Baby Steps of Progress in Italy

Italy, the birthplace of the Roman Catholic Church, isn't known for its progressive stance on gay rights.  Italy is one of the only European countries that still does not offer some form of legal recognition to same-sex couples.  But the pendulum is starting to swing a bit...

On the 15th of March, 2012, the Italian Supreme Court (Corte Suprema di Cassazione) issued a two-pronged ruling in the most important gay rights case thus far in that country.  The case revolved around an Italian same-sex couple who were legally married outside of Italy, and who sued the state to have their marriage recognized by the Italian government.

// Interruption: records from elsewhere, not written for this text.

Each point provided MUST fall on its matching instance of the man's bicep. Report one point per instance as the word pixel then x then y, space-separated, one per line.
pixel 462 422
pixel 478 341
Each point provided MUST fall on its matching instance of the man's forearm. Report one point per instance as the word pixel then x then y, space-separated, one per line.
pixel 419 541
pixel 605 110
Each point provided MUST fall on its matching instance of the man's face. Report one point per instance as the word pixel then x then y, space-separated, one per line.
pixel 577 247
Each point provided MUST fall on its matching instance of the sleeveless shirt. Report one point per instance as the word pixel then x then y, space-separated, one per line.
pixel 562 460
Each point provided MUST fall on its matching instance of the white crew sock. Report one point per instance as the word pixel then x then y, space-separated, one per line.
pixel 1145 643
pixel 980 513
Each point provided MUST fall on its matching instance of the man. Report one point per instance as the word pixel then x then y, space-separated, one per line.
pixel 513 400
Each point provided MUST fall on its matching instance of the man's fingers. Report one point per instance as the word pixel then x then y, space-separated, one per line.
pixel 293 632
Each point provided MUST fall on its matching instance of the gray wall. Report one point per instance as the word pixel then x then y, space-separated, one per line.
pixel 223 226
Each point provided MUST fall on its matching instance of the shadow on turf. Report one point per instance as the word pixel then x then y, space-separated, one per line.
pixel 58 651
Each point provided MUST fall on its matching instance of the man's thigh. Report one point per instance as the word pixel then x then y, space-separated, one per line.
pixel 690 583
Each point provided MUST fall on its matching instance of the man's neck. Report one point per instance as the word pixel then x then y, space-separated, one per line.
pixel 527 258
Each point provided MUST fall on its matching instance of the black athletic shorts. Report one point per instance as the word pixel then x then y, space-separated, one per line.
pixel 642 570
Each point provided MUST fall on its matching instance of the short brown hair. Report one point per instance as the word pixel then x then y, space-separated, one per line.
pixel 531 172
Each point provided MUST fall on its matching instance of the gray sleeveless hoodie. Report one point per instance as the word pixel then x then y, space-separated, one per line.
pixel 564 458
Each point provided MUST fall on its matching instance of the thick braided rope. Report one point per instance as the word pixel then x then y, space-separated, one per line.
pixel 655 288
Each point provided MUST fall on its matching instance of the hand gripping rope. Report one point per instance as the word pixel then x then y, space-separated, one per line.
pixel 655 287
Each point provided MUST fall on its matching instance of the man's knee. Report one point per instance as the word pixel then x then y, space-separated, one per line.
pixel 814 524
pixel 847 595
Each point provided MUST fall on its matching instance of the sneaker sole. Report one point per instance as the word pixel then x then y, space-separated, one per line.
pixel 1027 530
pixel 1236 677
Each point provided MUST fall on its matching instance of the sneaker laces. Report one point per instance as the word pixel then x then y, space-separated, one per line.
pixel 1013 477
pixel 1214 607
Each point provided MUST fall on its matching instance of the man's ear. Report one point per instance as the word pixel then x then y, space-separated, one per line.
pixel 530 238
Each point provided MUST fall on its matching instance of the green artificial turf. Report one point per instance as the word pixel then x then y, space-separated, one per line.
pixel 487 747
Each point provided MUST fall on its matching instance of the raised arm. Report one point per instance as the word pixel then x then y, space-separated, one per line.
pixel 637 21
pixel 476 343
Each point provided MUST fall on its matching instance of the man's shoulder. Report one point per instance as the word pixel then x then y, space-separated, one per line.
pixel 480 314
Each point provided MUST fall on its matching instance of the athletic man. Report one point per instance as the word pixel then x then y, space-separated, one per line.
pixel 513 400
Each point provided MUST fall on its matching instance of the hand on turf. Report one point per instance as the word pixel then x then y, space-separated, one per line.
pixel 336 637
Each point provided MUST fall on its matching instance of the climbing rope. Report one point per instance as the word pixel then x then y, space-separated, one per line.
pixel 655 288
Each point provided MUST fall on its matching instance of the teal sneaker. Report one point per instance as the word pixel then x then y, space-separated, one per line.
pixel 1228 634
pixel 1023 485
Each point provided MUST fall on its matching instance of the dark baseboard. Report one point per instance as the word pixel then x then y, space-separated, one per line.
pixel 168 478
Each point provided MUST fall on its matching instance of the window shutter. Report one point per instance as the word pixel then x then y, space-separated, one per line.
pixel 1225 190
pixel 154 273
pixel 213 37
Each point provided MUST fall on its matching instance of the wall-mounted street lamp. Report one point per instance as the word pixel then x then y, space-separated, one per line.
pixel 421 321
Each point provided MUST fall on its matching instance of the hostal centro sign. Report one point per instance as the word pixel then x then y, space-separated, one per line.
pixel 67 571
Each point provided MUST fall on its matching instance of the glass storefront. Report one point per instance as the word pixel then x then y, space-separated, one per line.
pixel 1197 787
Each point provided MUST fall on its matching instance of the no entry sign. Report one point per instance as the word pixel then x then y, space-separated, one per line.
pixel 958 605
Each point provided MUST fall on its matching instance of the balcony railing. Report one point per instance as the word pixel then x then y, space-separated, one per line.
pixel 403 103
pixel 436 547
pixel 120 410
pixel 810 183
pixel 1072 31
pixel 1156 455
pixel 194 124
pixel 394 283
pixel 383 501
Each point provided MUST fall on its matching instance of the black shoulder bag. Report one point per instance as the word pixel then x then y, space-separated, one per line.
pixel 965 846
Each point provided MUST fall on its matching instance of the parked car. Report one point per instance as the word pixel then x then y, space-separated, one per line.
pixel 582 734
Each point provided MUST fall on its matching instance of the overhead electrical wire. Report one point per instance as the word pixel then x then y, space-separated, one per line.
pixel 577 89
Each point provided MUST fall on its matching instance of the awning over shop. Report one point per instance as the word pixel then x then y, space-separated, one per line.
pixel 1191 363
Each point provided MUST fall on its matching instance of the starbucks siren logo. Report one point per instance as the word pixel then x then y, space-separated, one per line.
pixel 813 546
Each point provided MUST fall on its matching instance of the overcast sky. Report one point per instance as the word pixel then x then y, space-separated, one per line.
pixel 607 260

The Supreme Court ruled that the government does not, at this point in time, have to recognize same-sex marriage contracted in other countries, which seems like a defeat.  But the second part of the ruling is where it gets good.

In part two, the court ruled that same-sex couples do have a right to a family life; that they must also be able to enjoy the same legal rights as heterosexual couples.  The words were clear and sharp, according to Italian legal analysts.  The Italian Parliament and government must now give an answer and find a solution.  This ruling could, in effect, push the government to address the country's ban on same-sex marriage.

This comes hot on the heels of a lower court ruling in Italy last month, which states that a non-EU citizen who marries his or her Italian same-sex partner, must be granted a residency permit to reside in Italy with their spouse.  The reason for denial previously given was that "gay marriages are not allowed by national legislation."  The judge ruled, however, that such a justification is not valid and serves no state interest.

To top it off, a Catholic Bishop in Sicily took a stand for equality in January and declared that the Italian government needs to recognize same-sex unions.  Yes you read that right:  a Catholic Bishop!  Breaking with the official line of the Vatican, Bishop Paolo Urso said, "When two people, even if they're the same sex, decide to live together, it's important for the state to recognize it."

Given that this is all happening in the Vatican's backyard, I can almost hear Benedict wheezing nervously.